Sei mais coisas sobre a vida de
Roberto Carlos do que jamais me interessei em conhecer, e a coisa mais
importante que sei, de fato, é que a fama lhe subiu à cabeça, e que ele é
chato. Tudo isso, é claro, porque ele assim quis.
Quando
escolhemos nos expor estamos automaticamente, e por vezes de maneira talvez
inconsequente e irracional, escolhendo abrir mão de certas liberdades. Uma
delas, a privacidade. Quem não gostaria de ser conhecido e lembrado somente por
seus nobres atributos? Todos nós, é claro, inclusive eu. Atenta a esse fato,
sou daquelas que gosta de tudo que contém as letras do alfabeto; bula de
remédio, manual de instruções, chapa de caminhão; leio com a mesma voracidade
as Meditações de
Descartes e a última National Enquirer ou a Caras local. Tenho uma necessidade
fisiológica de "conhecer" o outro, pois só assim consigo sentir
"conforto" em aceitar quem eu sou, com todos aqueles outros
atributos, não tão nobres que carrego comigo. Curiosamente, Roberto Carlos
nunca tinha despertado minha curiosidade, muito menos a curiosidade por coisas
que devem ser mantidas em "sigilo". Hoje conheço boa parte delas,
bastou dar um google em todas aquelas palavrinhas chaves associadas ao seu
nome.
Antes
de suas Confissões, Santo
Agostinho foi um grande baladeiro, Platão gostava de meninos, Elvis, contam,
morreu sentado na sua privada, Agassi revelou que quase perdeu sua peruca
durante uma partida de tênis, Eric Clapton afirmou não gostar de Lennon,
Michael, esse sim o verdadeiro rei, dizem, tentou ser branco, Lady Di
escancarou sua anorexia, Kennedy era adúltero, e todos tiveram ou têm em comum
serem Humanos, Demasiadamente Humanos, como diria Nietzsche.

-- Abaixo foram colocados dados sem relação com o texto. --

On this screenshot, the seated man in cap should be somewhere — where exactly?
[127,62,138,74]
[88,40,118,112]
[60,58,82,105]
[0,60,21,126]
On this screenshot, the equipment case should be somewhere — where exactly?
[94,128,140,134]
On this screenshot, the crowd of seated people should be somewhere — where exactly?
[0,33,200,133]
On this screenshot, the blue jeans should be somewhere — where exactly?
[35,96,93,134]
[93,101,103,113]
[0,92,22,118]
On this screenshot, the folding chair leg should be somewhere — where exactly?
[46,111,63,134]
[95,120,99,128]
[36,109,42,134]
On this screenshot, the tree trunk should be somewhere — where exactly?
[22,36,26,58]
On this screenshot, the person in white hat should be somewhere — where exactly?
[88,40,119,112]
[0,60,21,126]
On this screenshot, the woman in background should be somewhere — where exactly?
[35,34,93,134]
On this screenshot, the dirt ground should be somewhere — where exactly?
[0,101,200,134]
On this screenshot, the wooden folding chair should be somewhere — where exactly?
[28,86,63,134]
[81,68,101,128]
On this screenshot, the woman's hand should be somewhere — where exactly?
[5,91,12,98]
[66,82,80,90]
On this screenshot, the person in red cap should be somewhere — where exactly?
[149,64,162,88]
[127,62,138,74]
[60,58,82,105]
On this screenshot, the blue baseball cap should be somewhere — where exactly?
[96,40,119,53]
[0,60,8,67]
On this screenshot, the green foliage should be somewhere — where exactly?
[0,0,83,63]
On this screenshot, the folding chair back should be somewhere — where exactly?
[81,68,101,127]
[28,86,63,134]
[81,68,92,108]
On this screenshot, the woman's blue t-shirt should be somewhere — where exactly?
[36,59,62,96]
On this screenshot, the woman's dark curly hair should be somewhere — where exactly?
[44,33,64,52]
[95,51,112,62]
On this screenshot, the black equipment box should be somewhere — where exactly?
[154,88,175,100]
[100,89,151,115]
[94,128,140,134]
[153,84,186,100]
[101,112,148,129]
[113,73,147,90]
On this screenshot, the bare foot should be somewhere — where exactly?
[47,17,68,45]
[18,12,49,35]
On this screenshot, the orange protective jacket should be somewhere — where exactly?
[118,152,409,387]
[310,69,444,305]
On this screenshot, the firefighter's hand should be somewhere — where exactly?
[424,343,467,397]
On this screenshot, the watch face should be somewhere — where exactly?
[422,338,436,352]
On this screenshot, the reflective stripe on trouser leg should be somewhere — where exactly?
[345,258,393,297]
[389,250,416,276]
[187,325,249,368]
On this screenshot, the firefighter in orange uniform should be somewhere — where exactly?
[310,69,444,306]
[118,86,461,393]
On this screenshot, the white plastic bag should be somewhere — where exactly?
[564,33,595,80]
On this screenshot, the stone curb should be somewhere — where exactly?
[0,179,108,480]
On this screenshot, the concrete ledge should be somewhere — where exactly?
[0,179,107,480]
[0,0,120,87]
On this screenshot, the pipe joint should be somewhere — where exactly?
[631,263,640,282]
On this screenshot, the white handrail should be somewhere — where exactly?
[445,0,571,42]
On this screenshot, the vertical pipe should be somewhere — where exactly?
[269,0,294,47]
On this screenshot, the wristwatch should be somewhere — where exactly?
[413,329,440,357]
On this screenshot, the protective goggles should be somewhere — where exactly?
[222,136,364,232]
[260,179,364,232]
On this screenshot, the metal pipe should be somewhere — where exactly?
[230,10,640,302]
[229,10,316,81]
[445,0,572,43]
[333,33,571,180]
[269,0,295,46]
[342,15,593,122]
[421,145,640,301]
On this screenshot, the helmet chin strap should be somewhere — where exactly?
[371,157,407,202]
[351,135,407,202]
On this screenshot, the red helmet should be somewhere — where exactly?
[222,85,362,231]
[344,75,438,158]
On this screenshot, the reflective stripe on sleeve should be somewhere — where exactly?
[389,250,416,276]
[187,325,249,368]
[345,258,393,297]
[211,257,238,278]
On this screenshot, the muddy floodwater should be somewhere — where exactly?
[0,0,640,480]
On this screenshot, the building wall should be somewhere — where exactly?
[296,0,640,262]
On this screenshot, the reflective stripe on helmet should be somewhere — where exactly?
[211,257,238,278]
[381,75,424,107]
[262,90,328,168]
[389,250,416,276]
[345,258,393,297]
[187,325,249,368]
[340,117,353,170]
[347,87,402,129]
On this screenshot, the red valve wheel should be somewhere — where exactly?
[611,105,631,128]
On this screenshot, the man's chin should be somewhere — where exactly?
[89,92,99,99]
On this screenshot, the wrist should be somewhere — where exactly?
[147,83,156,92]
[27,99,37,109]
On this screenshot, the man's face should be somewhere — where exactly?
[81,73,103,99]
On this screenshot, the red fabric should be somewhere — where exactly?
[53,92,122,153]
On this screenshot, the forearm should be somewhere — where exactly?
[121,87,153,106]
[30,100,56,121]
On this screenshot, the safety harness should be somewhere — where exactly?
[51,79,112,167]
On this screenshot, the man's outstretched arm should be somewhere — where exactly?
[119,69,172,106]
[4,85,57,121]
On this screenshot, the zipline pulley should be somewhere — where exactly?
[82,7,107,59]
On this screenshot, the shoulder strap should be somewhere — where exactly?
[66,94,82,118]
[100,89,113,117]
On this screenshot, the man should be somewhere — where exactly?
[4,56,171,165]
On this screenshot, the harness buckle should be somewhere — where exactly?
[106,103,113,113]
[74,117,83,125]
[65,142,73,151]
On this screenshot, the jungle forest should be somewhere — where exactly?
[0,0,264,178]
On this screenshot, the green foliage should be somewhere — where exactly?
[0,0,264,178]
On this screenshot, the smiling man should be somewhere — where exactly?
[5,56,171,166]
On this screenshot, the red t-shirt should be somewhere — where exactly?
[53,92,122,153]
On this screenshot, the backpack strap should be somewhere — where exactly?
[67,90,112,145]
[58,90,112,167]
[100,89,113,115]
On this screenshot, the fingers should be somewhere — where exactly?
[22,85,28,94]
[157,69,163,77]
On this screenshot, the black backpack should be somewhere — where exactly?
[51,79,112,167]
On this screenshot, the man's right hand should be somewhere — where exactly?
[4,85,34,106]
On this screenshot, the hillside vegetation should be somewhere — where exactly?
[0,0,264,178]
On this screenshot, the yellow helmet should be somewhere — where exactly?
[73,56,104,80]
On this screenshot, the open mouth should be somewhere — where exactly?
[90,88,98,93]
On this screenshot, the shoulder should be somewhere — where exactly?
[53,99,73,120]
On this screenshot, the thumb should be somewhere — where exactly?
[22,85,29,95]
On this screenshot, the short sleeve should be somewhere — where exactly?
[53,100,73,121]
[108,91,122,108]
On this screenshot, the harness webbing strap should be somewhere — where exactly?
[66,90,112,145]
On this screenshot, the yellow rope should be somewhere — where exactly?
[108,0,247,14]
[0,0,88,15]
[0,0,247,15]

Greta Garbo disse "quero ficar só", o ex-presidente
Figueiredo solicitou que "me esqueçam". Foram tentativas honestas de
quem estava cansado da vida pública, mas a vida pública não tem volta. Ao se
optar por esse caminho, a pessoa tem que entender que é um compromisso,
"para o bem, ou para o mal". Até quando a igreja escolhe canonizar
seres terrestres coloca os mesmos sob um "fogo cruzado" dos mais
rígidos até autorizar a canonização, e, mesmo assim, nem sempre a decisão é
unânime.
Recentemente li uma entrevista de Mia Farrow para a Vanity Fair,
em que ela revelava que "possivelmente" seu filho com Woody Allen é
na verdade de Frank Sinatra. Nesta mesma entrevista ela responsabiliza o já
quase santo Papa João Paulo II por não ter interferido nos massacres na
católica África Central. Ninguém está imune ao escrutínio público, muito menos
aqueles que desejam ser publicamente ouvidos e reverenciados. Se quero ser
ouvido, tenho que também ter a capacidade de me manter lúcido quando ouvir ou
ler algo sobre mim que eu não desejava que lá estivesse sendo dito. Só existe
uma maneira de mantermos o anonimato, e esta maneira é básica: sermos anônimos.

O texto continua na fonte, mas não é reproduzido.